The interpretability of machine learning methods could be considered one of the leading research goals in the current era. Many works focus on the essence of interpretability itself, whereas other works focus on the domain of specific models. In this paper, we examined the use of rule-learning algorithms to extract decision lists based on the predictions of machine learning models. We used decision lists as they are one of the most understandable models in machine learning.

In our experiments, we used two rule-learning algorithms: I-REP and RIPPER. I-REP had inferior results, and we discussed the reason for this in Sect. 5.8. RIPPER covered most of the predictions well; however, it could not find appropriate rules that would not increase the MDL metric mentioned in Sect. 3.2. Using Doshi-Velez’s and Kim’s definition of interpretability, we defined Human Most Understandable Model. We defined absolutely and partially interpretable models by HuMUM, together with Interpretability Entropy (see Sect. 5).

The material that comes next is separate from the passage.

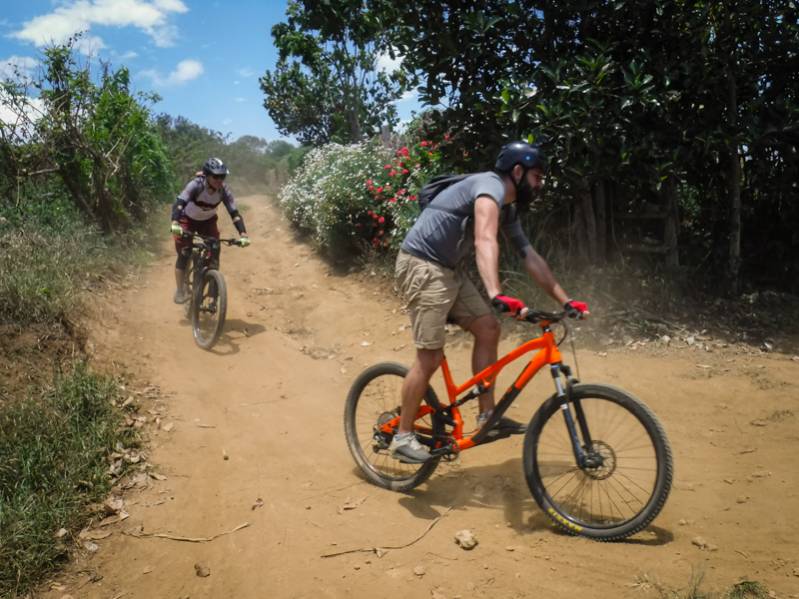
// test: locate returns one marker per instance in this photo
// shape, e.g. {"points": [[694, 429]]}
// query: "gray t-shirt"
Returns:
{"points": [[444, 231]]}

We tried to estimate how well do RBCs interpret the results produced by the ML models. We merely did this by taking into account the accuracies, true and false-positive rates of RBCs. This gave us a good idea of what ML models could be interpreted by RBCs better than others. For example, we have correctly assumed that GNB would be more interpretable than KNN by taking into account all of the three metrics. Using this approach is limited since we cannot state how well RBCs interpret the ML models precisely. Thus, we inspected the amounts of matched predictions for the ML models. Using these amounts, we saw where RBCs fail to interpret the ML models. Finally, the Interpretability Entropy allowed us to numerically compare what ML models are more interpretable than others. We conclude that in the case of the EMBER dataset, we could consider the Gaussian Naïve Bayes model almost absolutely interpretable by HuMUM. The random forest model could be viewed as a possible borderline of what we still could consider interpretable. To increase the measure of interpretability for other models, such as deep neural network, we need to improve the performance of the rule-based classifiers.

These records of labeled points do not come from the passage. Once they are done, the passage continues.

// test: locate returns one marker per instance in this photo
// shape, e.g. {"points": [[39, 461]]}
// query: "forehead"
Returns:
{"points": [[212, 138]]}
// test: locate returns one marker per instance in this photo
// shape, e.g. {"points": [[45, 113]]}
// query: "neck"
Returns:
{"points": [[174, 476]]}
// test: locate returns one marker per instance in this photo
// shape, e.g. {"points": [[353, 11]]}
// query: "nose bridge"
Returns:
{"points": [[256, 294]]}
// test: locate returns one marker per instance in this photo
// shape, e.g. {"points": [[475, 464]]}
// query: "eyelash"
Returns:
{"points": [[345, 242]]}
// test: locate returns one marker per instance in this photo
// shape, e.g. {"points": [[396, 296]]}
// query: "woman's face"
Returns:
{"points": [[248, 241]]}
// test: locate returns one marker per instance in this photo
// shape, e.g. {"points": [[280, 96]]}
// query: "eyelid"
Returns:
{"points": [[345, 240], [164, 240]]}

Throughout the experiments, we tried to inspect the behavior of the RIPPER algorithm. We discussed the importance of the rule order in a decision list and how changing it will not affect the behavior of the whole decision list. We confirmed that the metric plays a significant role in rule learning, and by modifying it, we can either achieve better performance or more comprehensible decision lists.

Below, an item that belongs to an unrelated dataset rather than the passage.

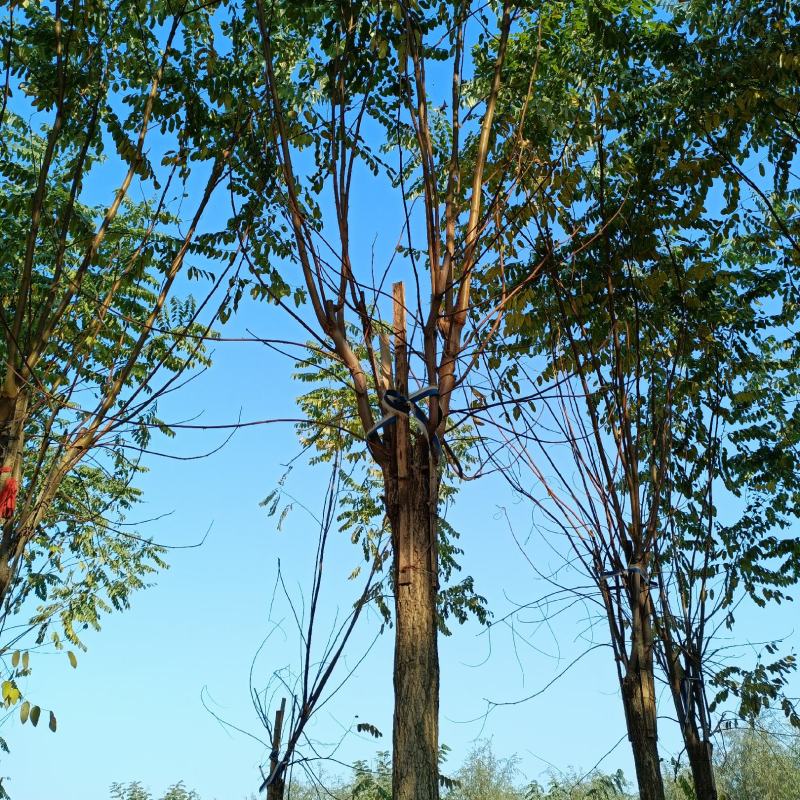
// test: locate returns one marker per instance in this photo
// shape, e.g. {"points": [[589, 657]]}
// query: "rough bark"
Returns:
{"points": [[638, 695], [701, 762], [412, 512]]}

Although we created our implementations of rule-based classifiers, they are far from being finished. We believe there is still space for speed improvements using memorization. Currently, our implementations run sequentially; we could achieve significant speed-ups by parallelizing certain parts of the implementations, for example, looking for the best condition while growing a rule.

Decision lists generated by rule-learning algorithms could be used as an adversarial tool, too. We could create features given by the conditions and examine when the predictions of an interpreted model differ from the predictions generated by RBCs. This could deepen the understanding of the interpreted model and allow for other methods to be used in its weaker performing parts.